- League: IBL
- Founded: 1999
- Folded: 2000
- History: Baltimore Bayrunners (1999–2000)
- Arena: Baltimore Arena
- Capacity: 11,614
- Location: Baltimore, Maryland
- Team colors: blue, navy, dark green, grey
- Website: www.iblhoops.com/teams/bayrunners (archived on March 11, 2000)

= Baltimore Bayrunners =

The Baltimore Bayrunners were a professional basketball team in the International Basketball League (IBL) from 1999 to 2000. The Bayrunners were the first professional basketball team in Baltimore, Maryland since the Bullets re-located to Washington, D.C. in 1973. The Memphis franchise of the former American Basketball Association had intended to move to Baltimore for what turned out to be that league's final season, 1975–76, but then folded without playing a game in Baltimore. The Bayrunners were owned in-part by Baltimore Orioles third baseman Cal Ripken.

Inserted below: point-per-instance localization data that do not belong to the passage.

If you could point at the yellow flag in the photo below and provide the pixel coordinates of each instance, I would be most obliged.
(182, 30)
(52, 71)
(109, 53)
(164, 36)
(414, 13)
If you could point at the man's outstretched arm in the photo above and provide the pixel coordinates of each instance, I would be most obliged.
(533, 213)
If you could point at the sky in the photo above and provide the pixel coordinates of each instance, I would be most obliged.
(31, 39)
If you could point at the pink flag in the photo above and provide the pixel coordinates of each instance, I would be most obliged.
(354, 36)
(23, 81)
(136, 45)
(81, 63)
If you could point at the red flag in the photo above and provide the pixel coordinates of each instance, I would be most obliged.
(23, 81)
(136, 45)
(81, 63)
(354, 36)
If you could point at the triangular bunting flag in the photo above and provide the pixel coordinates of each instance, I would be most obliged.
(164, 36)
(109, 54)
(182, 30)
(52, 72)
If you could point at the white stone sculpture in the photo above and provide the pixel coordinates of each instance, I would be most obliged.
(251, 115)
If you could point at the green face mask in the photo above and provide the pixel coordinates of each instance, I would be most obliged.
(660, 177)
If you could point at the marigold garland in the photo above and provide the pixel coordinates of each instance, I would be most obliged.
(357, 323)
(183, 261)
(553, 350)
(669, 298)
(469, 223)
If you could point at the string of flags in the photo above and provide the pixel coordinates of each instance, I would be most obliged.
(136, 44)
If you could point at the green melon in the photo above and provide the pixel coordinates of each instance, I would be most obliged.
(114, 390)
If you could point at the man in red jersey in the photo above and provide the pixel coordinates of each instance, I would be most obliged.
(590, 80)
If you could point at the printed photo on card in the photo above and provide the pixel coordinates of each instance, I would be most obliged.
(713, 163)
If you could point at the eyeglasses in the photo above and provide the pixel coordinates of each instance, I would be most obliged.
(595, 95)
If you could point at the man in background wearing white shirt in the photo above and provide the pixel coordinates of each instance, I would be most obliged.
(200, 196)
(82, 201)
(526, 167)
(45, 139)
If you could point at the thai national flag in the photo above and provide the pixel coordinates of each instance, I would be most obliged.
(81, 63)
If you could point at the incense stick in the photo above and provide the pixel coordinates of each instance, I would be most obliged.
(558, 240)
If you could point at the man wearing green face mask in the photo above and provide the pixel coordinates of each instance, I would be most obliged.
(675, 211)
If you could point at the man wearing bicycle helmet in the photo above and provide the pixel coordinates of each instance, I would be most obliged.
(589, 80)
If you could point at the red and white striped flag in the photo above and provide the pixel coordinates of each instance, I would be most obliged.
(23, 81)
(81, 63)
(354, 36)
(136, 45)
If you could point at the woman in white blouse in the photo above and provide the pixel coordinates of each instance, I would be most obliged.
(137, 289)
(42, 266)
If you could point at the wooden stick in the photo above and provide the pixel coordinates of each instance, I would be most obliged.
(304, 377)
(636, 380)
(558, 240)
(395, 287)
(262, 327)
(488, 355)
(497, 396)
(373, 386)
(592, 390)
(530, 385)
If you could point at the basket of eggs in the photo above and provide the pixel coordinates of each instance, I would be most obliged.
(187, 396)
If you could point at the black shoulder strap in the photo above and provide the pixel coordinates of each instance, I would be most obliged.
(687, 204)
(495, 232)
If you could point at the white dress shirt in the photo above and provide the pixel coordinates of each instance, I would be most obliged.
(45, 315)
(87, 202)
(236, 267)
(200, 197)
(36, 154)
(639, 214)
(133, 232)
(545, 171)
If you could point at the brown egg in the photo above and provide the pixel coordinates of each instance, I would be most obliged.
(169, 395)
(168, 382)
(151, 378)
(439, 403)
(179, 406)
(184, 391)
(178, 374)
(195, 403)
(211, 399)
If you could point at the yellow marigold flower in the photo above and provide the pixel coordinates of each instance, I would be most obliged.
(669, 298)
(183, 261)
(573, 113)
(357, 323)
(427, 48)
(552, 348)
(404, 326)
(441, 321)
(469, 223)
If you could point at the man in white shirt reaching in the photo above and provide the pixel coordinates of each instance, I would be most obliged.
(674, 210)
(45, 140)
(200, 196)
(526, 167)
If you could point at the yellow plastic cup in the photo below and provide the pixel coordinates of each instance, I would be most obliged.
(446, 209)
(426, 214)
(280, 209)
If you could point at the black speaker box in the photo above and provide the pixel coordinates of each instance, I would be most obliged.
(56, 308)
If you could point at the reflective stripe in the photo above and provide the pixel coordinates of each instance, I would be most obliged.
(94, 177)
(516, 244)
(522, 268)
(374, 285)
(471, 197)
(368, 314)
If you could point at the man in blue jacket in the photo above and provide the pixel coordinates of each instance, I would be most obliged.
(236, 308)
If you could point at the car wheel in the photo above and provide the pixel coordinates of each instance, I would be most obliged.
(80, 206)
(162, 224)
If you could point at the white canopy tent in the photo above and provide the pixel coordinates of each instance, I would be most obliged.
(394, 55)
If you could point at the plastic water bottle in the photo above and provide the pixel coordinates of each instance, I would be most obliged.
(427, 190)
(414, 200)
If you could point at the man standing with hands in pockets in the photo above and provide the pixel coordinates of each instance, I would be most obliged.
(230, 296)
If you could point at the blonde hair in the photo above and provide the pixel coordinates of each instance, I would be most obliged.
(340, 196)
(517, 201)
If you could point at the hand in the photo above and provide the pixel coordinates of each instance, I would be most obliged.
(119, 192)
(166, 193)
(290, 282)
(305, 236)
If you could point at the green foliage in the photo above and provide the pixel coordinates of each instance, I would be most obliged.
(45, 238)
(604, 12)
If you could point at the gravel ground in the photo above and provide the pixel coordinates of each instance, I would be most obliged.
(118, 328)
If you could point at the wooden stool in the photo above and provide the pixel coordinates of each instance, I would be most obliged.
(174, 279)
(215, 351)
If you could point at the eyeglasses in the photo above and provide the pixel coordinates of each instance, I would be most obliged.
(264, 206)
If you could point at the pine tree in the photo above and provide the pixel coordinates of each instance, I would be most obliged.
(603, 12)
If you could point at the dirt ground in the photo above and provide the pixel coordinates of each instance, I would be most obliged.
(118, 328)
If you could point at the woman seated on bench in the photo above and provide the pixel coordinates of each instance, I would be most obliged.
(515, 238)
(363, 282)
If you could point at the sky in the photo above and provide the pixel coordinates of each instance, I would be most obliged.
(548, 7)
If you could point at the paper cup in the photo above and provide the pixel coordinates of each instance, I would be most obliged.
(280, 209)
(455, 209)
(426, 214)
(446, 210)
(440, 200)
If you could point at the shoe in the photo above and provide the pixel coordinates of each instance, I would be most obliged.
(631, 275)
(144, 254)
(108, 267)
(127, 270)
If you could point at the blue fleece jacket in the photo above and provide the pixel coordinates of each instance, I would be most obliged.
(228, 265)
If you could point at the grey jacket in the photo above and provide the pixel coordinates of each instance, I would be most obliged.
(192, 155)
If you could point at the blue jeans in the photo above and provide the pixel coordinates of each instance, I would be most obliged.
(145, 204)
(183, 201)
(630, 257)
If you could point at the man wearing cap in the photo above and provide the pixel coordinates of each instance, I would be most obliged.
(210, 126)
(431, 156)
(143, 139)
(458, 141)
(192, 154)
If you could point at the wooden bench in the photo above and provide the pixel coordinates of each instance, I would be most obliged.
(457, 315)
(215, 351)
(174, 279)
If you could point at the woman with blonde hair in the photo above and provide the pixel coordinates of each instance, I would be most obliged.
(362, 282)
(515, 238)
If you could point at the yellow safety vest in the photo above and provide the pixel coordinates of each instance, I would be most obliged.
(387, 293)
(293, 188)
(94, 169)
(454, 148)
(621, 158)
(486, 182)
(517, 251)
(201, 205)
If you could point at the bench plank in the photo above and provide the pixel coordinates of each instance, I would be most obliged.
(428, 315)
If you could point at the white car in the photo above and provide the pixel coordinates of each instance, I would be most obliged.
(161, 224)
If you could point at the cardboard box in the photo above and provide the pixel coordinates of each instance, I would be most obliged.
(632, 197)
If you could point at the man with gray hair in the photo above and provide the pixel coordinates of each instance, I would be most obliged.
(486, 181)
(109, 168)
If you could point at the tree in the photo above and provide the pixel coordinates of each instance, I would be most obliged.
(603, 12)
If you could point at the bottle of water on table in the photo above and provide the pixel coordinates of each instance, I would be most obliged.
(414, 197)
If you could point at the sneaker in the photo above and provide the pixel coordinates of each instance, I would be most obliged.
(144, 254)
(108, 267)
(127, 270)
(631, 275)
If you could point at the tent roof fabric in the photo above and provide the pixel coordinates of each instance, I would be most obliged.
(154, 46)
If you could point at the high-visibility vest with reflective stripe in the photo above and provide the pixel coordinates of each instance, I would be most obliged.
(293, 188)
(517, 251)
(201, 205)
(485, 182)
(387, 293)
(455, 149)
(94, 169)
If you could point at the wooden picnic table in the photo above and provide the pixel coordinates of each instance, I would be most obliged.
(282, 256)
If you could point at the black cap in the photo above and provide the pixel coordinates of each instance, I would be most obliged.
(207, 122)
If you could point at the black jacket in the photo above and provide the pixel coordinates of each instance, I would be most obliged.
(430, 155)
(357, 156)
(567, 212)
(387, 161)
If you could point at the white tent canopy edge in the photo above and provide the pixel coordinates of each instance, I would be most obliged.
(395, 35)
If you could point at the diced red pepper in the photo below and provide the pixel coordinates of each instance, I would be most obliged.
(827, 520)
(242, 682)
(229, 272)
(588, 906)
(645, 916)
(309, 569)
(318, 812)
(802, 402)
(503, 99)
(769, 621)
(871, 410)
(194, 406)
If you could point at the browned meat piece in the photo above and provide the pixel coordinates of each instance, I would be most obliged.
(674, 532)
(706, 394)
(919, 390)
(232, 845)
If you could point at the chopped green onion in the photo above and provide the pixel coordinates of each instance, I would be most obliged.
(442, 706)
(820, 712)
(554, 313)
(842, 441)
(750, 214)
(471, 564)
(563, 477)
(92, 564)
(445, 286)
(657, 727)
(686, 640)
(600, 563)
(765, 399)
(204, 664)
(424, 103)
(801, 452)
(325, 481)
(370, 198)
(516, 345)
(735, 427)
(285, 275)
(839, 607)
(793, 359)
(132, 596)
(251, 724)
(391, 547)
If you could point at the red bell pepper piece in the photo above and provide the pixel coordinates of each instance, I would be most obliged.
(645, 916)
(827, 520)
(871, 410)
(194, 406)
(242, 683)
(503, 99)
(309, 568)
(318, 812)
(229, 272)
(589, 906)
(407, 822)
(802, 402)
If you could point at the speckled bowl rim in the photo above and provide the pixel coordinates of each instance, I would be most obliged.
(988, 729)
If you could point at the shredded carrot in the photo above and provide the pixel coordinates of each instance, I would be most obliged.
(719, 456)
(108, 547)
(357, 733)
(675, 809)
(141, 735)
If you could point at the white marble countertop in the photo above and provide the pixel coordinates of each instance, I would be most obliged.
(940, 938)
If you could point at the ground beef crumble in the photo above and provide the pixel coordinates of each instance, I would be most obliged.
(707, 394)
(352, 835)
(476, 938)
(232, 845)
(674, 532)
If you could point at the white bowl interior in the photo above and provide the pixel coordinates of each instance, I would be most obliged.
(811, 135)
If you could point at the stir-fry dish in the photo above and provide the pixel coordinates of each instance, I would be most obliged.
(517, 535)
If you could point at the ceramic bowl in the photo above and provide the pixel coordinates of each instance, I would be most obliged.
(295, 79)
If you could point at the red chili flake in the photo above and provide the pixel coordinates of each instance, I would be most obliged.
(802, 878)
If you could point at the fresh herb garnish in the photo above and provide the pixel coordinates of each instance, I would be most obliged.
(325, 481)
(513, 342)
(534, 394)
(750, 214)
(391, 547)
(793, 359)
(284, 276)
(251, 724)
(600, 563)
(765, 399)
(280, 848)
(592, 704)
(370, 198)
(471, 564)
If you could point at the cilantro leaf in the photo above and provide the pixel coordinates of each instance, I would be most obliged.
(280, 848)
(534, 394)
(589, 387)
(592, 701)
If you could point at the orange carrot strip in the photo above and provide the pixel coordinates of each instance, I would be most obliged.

The Bayrunners played in the 1st Mariner Arena (formerly the Baltimore Arena). The Bayrunners were a charter member of the IBL but lasted only one of the league's two seasons and were not in existence when the surviving IBL teams merged with teams that had moved over to it from the defunct Continental Basketball Association to form a revitalized CBA.